Text Ablation

The following is the code used to sample parts of the reviews.


In [1]:
import numpy

def sample_bag_of_words(review_bow, sampling_method, max_words=None):
    """
    Samples a list of strings containing a bag of words using the given
    sampling method. The sampling is always done without replacement.

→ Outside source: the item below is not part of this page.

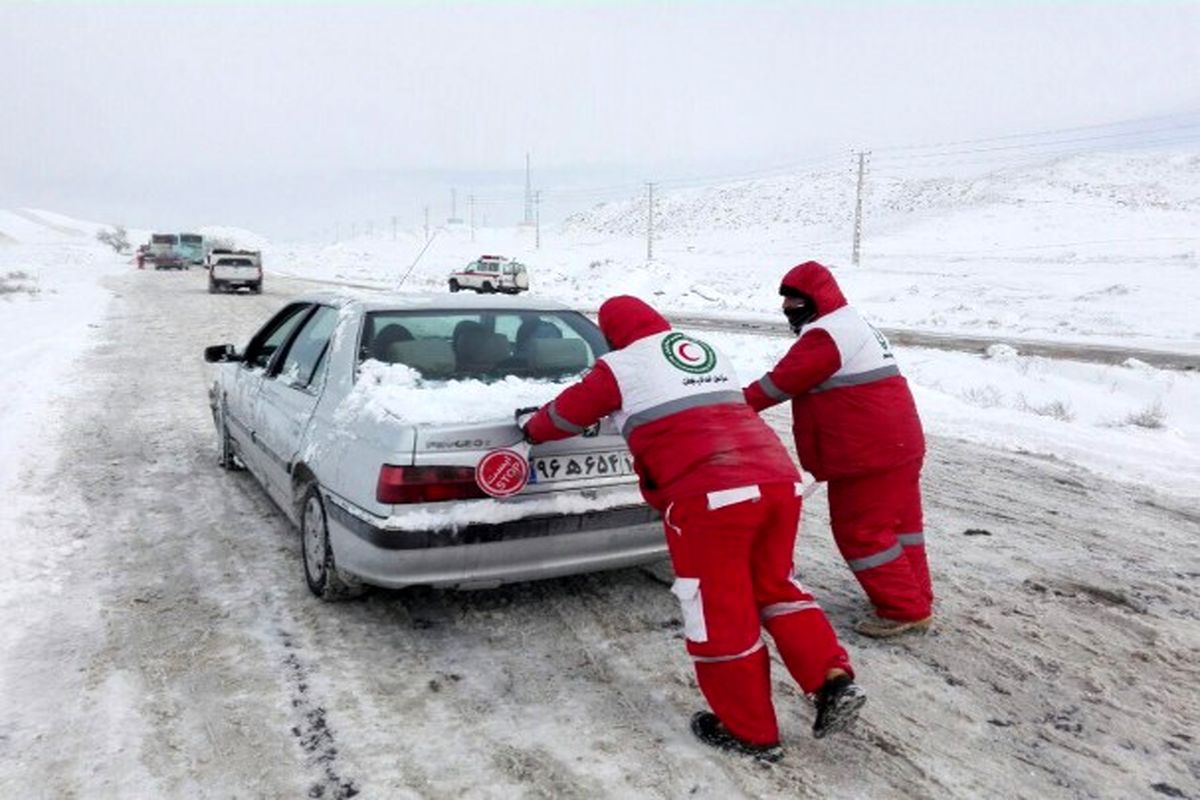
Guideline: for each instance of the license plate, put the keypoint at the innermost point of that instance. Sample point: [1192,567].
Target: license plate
[568,468]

    :type review_bow: list[str]
    :param review_bow: the bag of words to sample
    :param sampling_method: a float in the range [0,1] that
    indicates the proportion of text that should be sampled from the review.
    It can also take the string value of 'max', indicating that only the
    word with the highest probability from the topic will be sampled
     text. If None then the origianl review_bow list is returned
    :param max_words: is the set of words with maximum probability for each
    contextual topic
    """

    if sampling_method is None or len(review_bow) == 0:
        return review_bow

    if sampling_method == 'max':
        bow_set = set(review_bow)
        words_set = set(max_words)
        review_bow = list(bow_set.intersection(words_set))
        return review_bow
    elif 0.0 <= sampling_method <= 1.0:
        num_words = int(sampling_method * len(review_bow))
        review_bow = numpy.random.choice(review_bow, num_words, replace=False)

        return review_bow

Example

Below we present a few examples on how to use the function


In [2]:
review = 'The quick brown fox jumps over the lazy dog'
review_bow = review.split(' ')
print('original number of words: %d' % len(review_bow))
print(review_bow)

sampled_bows = sample_bag_of_words(review_bow, 1.0)
print('\nnumber of words when sample=1.0: %d' % len(sampled_bows))
print(sampled_bows)

sampled_bows = sample_bag_of_words(review_bow, 0.5)
print('\nnumber of words when sample=0.5: %d' % len(sampled_bows))
print(sampled_bows)

max_words = ['quick', 'lazy']
sampled_bows = sample_bag_of_words(review_bow, 'max', max_words)
print('\nnumber of words when sample=\'max_words\': %d' % len(sampled_bows))
print(sampled_bows)


original number of words: 9
['The', 'quick', 'brown', 'fox', 'jumps', 'over', 'the', 'lazy', 'dog']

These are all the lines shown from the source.